Homeowners in southern Stafford County spent Friday assessing damage and clearing limbs and trees from their yards following a powerful storm that roared through the region Thursday evening, bringing heavy rain, hail and high winds.
“There is a possibility there was a tornado,” said Jeremy Geiger, a meteorologist at the National Weather Service office in Sterling. “It hasn’t been confirmed yet.”
The storm initially left thousands of residents without power, which was partially restored for many by midnight. By 1 p.m. Friday, Dominion Energy reported 135 customers near Falls Run Drive and some homes along Truslow Road and near Falmouth Elementary School were still without power, along with much of the Widewater peninsula.
Thursday’s storm came shortly after 6 p.m. in Falmouth and moved along the U.S. 17 corridor. Stafford officials said they received reports of “significant impacts to residential structures” in an area stretching from Truslow Road to Enon Road near U.S. 1. No significant injuries or deaths were reported, but there was property damage.
“Spring Valley, Truslow, Beagle Road, those are the majority of the places that got hit,” said Billy Kelly of Tree Times Tree Service in Stafford. “This is the worst storm locally since Hurricane Isabelle.”
Kelly said had 16 crewmen working as the sun came up Friday. By midday, he said the crew still had a full day of work ahead of them.
“We’ve got 16 claims at homes and we are now on number 9,” said Kelley. “The phone’s been ringing off the hook all day.”
Geiger said two meteorologists from the weather service spent most of Friday in Stafford assessing the aftermath of the storm and gathering photos. He said a detailed report of their findings is expected late Friday or Saturday to determine if a tornado touched down in the area.
“I would say there could be 75, 80 mph winds potentially that went through that area,” said Geiger.
Geiger said winds were clocked at 40 mph at the Stafford Regional Airport around 5:30 p.m., but as the storm progressed, winds rapidly reached strong gusts that ushered in about 1 1/2 inches of heavy rain mixed with hail directly over Falmouth. It all happened quickly.
Ginger Wible, who lives in the 700 block of Truslow Road, had a large tree fall on her home and also had significant damage elsewhere on her property.
“The tree caved in my front door and flipped my husband out of his chair onto the floor,” said Wible, who raises horses and grows Christmas trees on her property.
“Every single one of our 50-foot Christmas trees are over there on their side,” said Wible. “My 50-foot round-ring for my horses is completely caved in and all of the cushions from my [outdoor] furniture ended up at my neighbors.”
Mike Musatow, who lives near Wible in the 600 block of Truslow Road, discovered he had a mature poplar tree fall through the roof of his detached garage.

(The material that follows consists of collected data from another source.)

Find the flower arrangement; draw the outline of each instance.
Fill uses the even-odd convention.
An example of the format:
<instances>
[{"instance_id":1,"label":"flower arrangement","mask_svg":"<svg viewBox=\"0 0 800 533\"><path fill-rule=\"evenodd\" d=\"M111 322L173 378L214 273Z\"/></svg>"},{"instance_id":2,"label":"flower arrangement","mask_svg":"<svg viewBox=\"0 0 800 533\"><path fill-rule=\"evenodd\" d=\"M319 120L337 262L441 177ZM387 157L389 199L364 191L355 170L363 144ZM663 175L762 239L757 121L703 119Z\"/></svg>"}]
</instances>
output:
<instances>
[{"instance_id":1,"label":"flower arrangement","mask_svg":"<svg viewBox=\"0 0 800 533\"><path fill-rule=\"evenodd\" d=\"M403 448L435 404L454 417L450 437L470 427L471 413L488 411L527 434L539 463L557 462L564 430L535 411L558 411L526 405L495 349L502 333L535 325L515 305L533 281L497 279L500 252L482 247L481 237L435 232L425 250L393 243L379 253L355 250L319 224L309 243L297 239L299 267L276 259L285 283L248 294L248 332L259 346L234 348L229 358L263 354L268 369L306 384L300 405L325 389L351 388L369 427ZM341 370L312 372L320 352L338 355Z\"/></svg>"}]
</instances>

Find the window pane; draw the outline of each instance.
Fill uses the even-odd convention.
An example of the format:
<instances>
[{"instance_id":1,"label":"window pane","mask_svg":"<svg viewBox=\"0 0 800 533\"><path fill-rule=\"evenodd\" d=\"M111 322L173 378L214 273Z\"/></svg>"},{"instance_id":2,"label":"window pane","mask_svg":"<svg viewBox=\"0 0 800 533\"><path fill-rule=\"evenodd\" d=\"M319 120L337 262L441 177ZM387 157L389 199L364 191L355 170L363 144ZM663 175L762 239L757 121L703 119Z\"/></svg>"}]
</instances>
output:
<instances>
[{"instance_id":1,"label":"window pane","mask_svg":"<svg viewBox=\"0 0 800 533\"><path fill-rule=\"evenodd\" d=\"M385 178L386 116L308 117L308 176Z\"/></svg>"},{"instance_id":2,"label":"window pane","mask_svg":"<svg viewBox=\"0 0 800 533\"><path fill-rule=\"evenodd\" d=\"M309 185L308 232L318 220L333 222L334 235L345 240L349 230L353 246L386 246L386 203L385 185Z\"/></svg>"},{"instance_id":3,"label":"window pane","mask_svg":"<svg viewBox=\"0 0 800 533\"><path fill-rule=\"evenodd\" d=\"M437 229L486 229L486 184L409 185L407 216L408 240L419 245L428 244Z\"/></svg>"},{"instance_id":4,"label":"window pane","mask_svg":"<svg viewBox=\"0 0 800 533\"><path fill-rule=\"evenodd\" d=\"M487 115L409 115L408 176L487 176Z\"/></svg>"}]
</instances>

He said he took all the necessary personal safety precautions before the carnage began.
“I got the warning over my phone, so I took the dog and we went downstairs,” said Musatow. “I was looking out the window and the hail got bigger …. It was like we were underwater, you couldn’t see anything.”
Although he sustained significant property damage, Musatow has a positive outlook on what lies ahead.
“It’s going to take time; it’s just stuff,” said Musatow. “I’m not really worried. It’s just going to be a big pain in the butt.”
Stafford first responders said they had a hectic evening that lasted well into Friday, but kept pace with the flurry of calls that poured in. Fire Chief Joseph Cardello said his crews determined the storm left four Stafford homes uninhabitable, while damage varied at many others.
“The damage path was almost 2 square miles, and that’s pretty significant,” said Cardello. “There’s lots of property damage–sheds, fences, cars were hit with branches and trees—but no one got seriously injured, and there was no loss of life.”
During the storm, Stafford Sheriff’s Major Shawn Kimmitz said the county’s call center fielded nearly 300 emergency 911 calls while deputies responded to seven auto accidents, 13 alarms, a variety of disabled vehicles, traffic light malfunctions and downed trees across travel lanes.
Geiger said cooler temperatures and rain will make their way back to the area over the weekend.
“The next two days, we’ll see temperatures dropping down to the lower 80s, a big change of pace compared to the last month,” said Geiger. “On Sunday, from morning until early afternoon, we could get some steady rain.”